In particolare quelli delle monarchie oscurantiste del Golfo, che utilizzano i terroristi del Daesh per abbattere Assad e rompere l’alleanza politico-militare sciita tra l’Iran, la Siria, Hezbollah in Libano e Hamas a Gaza. E anche quelli della Turchia, che sostiene il Daesh sia attraverso l’aiuto diretto (il passaggio di loro uomini e merci alla frontiera turca) che indirettamente, bombardando i Peshmerga kurdi, unici ad infliggere severe sconfitte agli uomini del Califfato. L’interesse di Ankara non è di sconfiggere il Daesh quanto impedire sul nascere la riunificazione dei kurdi in Irak, Siria e Turchia, dal momento che la riunificazione dei circa 30 milioni di kurdi in un unico Stato è vista come una minaccia mortale al suo regime.

E’ quindi necessario un robusto salto di qualità nell’intesa politica che, sola, può produrre una strategia condivisa. Politicamente, economicamente, Mosca non può assumere sulle sue spalle il destino della guerra al Califfato e del riassetto generale del Medio Oriente in termini politici e militari: la condivisione di linea politica con l’Occidente e la sua leadership è indispensabile. Le rassicuranti parole di Obama circa l’importanza del suo intervento potrebbero sì essere il primo passo per l’interruzione del contrasto con Washington e Bruxelles, ma non si può escludere che Obama voglia delegare ai russi i lutti inevitabili per la sconfitta del Daesh.

Mosca non vuole e non può rimanere isolata ma intende sin da ora delineare quale sarebbe lo scenario per la Siria una volta che il Daesh fosse stato sconfitto. E decidere una linea comune per la Siria è solo il primo passo di una generale rivisitazione degli equilibri regionali. A fronte di un ulteriore coinvolgimento, Mosca chiederà un deciso cambio di rotta a Washington e Bruxelles. Sa che qualunque riassetto possibile nel risiko mediorientale che non metta in discussione radicalmente l’espansionismo saudita e turco, difficilmente avrà una dimensione di prospettiva a medio-lungo termine.

Il che non toglie che Mosca, anche in assenza di un’intesa globale, continuerà ad attaccare il Daesh; motivi geostrategici, di sicurezza e, a questo punto, anche d’immagine, glielo impongono. L’ammissione del riscontro di prove della presenza di un ordigno a bordo del volo russo esploso sul Sinai, serve proprio a riconfermare ai russi l’inevitabilità di una iniziativa militare contro il terrorismo jahidista. “Li andremo a stanare ovunque siano e la vendetta sarà tremenda” ha detto Putin. Ma sarà il grado di condivisione con l’Occidente a stabilire la misura e la modalità dell’intervento russo. Diversamente, continuerà ad assicurare la riconquista da pare dell’esercito siriano del controllo del Paese e si limiterà a garantire l’incolumità delle sue basi e il mantenimento al potere di Assad o di un suo successore gradito a Mosca.

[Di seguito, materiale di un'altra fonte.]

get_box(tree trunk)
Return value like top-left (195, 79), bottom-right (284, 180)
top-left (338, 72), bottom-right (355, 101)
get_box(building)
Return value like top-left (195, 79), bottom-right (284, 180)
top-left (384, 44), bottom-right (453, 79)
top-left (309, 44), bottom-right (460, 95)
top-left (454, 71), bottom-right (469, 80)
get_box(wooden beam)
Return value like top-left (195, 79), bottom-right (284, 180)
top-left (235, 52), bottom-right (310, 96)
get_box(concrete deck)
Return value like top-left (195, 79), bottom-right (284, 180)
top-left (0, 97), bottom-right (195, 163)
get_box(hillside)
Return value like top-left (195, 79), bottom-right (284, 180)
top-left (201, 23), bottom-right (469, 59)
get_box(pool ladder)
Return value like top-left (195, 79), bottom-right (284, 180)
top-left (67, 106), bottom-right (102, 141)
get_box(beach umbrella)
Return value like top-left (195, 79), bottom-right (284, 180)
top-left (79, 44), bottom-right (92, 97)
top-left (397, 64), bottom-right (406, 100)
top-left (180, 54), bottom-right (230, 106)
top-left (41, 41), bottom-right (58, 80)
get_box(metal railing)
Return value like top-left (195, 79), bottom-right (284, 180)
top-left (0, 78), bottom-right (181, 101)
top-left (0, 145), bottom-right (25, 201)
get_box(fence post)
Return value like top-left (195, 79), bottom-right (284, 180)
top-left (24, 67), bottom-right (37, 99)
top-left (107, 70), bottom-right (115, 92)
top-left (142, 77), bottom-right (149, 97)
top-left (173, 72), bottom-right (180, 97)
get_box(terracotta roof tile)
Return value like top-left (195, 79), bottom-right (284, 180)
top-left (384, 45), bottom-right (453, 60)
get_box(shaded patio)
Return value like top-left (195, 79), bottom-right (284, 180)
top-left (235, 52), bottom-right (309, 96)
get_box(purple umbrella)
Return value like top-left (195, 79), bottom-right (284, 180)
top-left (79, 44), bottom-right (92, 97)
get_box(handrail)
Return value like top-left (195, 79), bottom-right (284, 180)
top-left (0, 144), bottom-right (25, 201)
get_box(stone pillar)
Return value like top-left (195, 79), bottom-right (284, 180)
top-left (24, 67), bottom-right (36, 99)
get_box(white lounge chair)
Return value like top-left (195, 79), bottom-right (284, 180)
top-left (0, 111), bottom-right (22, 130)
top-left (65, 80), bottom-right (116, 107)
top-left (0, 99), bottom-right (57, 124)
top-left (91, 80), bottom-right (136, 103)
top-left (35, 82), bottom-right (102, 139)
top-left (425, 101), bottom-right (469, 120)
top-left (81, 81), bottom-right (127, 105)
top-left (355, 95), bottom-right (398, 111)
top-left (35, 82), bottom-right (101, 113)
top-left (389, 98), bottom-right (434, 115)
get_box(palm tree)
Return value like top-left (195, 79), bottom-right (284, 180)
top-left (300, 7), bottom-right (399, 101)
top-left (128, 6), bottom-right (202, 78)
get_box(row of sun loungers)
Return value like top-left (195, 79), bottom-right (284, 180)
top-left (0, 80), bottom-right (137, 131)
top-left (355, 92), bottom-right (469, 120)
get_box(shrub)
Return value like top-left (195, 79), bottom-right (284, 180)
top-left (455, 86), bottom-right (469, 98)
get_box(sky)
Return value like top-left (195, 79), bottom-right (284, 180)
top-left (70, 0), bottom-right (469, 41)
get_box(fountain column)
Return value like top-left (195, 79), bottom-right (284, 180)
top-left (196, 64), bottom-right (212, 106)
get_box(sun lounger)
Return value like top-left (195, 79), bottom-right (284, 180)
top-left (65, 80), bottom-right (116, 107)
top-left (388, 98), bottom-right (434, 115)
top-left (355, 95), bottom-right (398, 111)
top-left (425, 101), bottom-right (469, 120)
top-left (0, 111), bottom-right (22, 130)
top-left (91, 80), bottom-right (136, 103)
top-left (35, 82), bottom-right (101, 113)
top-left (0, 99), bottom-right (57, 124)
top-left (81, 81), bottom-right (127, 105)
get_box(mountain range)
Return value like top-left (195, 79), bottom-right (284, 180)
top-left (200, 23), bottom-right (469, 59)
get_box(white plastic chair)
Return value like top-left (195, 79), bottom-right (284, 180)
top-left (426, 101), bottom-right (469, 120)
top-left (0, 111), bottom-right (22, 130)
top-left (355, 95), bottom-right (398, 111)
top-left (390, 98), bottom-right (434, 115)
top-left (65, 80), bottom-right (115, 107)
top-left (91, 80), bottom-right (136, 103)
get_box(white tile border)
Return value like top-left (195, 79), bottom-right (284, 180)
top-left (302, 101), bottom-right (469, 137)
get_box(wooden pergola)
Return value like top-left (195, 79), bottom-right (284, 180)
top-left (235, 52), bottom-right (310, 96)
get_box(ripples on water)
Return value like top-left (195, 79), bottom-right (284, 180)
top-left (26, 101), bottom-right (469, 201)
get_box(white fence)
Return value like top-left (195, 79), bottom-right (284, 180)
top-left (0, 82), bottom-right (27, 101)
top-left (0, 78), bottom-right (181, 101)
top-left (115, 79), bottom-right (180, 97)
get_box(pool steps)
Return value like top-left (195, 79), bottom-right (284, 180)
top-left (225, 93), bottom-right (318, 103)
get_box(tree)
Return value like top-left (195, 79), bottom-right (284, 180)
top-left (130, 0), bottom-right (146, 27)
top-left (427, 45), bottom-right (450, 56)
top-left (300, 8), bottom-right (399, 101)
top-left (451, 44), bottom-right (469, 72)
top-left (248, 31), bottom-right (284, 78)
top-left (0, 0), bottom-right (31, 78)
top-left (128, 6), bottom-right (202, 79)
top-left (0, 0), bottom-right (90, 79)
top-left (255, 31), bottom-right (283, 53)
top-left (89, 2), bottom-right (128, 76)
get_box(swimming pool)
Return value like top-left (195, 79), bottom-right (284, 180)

E mentre si vanno delineando le strategie d’intervento e i piani di reazione alla minaccia terroristica, va registrata una commovente ondata di solidarietà popolare con la Francia senza precedenti, che viaggia soprattutto nella Rete. Una solidarietà importante, che viaggia però con il retrogusto amaro di una similitudine eurocentrica, dal momento che né l’attentato a Beirut con 35 morti di Hezbollah ad opera del Daesh, né l’abbattimento dell’aereo russo sul Sinai, con 224 vittime altrettanto innocenti come quelle di Parigi, avevano suscitato hashtag, bandiere sui profili facebook e minuti di silenzio nelle diverse capitali europee.

Non si vuole certo polemizzare sul dolore e la sacrosanta indignazione che ogni morte innocente produce, ma l’espressione di questi sentimenti indipendentemente dall’appartenenza delle vittime risulterebbe certo più nobile e meno schierata. Sarebbe quindi bene che gli europei esportassero anche a Sud la giusta indignazione per le vittime del terrore.

Certo, sappiamo tutti qual è l’amara verità: sul borsino internazionale del dolore la morte di un occidentale vale molto più che quella di un orientale. E’ uno degli aspetti peggiori del dominio culturale del mainstream informativo in mano all’Occidente, che chiama morti gli altri e vittime i suoi. Rafforzando così le frustrazioni e le umiliazioni che affollano il mondo arabo e dalle quali attingono cinicamente i califfi d’ogni sorta per trasformare ogni musulmano in un potenziale terrorista.